The Firestore emulator includes a REST endpoint for deleting all the data currently in the emulator. You can use this endpoint to clear data between tests without shutting down the emulator.

To delete all data in the emulator, perform an HTTP DELETE operation against the following endpoint, replacing HOST and PORT with the host and port you selected and replacing PROJECT_ID with your own project ID:

http://HOST:PORT/emulator/v1/projects/PROJECT_ID/databases/(default)/documents

Adjust the host and port if the emulator does not use localhost:8080. Your code should await REST confirmation that the deletion finished or failed.

You can perform this operation from the shell using curl:

$ curl -v -X DELETE "http://HOST:PORT/emulator/v1/projects/PROJECT_ID/databases/(default)/documents"
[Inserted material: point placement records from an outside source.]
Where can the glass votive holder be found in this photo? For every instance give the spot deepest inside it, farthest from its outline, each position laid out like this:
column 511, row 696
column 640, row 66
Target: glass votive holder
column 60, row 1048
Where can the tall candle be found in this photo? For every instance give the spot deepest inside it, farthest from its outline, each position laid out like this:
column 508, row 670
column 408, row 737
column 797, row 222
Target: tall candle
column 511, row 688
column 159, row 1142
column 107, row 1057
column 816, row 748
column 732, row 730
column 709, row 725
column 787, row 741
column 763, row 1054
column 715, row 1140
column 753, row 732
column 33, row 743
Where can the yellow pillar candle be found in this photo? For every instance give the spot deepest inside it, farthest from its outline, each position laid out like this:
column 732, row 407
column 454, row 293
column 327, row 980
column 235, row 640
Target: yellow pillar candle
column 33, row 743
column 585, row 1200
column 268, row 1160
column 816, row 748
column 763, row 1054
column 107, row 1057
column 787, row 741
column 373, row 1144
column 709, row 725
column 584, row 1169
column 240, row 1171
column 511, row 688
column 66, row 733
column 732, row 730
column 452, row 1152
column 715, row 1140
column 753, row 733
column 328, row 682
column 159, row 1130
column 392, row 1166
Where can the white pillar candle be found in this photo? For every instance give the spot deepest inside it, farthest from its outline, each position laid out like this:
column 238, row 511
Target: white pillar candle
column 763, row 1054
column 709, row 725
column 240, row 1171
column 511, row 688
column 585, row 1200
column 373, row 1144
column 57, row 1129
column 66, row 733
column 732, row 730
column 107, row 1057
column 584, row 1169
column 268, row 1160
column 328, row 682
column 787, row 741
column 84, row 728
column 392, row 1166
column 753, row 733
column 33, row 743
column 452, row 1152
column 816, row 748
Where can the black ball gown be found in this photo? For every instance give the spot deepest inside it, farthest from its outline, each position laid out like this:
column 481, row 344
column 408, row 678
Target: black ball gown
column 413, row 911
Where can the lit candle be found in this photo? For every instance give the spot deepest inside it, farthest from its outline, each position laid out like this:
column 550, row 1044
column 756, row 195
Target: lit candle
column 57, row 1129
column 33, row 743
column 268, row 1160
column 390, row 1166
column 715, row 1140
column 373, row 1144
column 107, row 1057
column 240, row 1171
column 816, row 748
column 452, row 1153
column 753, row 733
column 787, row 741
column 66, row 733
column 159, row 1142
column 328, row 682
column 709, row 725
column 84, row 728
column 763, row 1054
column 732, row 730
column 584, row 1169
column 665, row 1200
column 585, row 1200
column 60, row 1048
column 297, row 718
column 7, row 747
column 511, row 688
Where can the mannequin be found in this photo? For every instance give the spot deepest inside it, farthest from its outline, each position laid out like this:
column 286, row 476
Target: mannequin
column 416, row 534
How the Firestore emulator differs from production

The Firestore emulator attempts to faithfully replicate the behavior of the production service with some notable limitations.

Transactions

The emulator does not implement all transaction behavior seen in production. When you're testing features that involve multiple concurrent writes to one document, the emulator may be slow to complete write requests. In some cases, locks may take up to 30 seconds to be released. Consider adjusting test timeouts accordingly, if needed.

Indexes

The emulator does not track composite indexes and will instead execute any valid query. Make sure to test your app against a real Firestore instance to determine which indexes you require.

Limits

The emulator does not enforce all limits enforced in production. For example, the emulator may allow transactions that would be rejected as too large by the production service. Make sure you are familiar with the documented limits and that you design your app to proactively avoid them.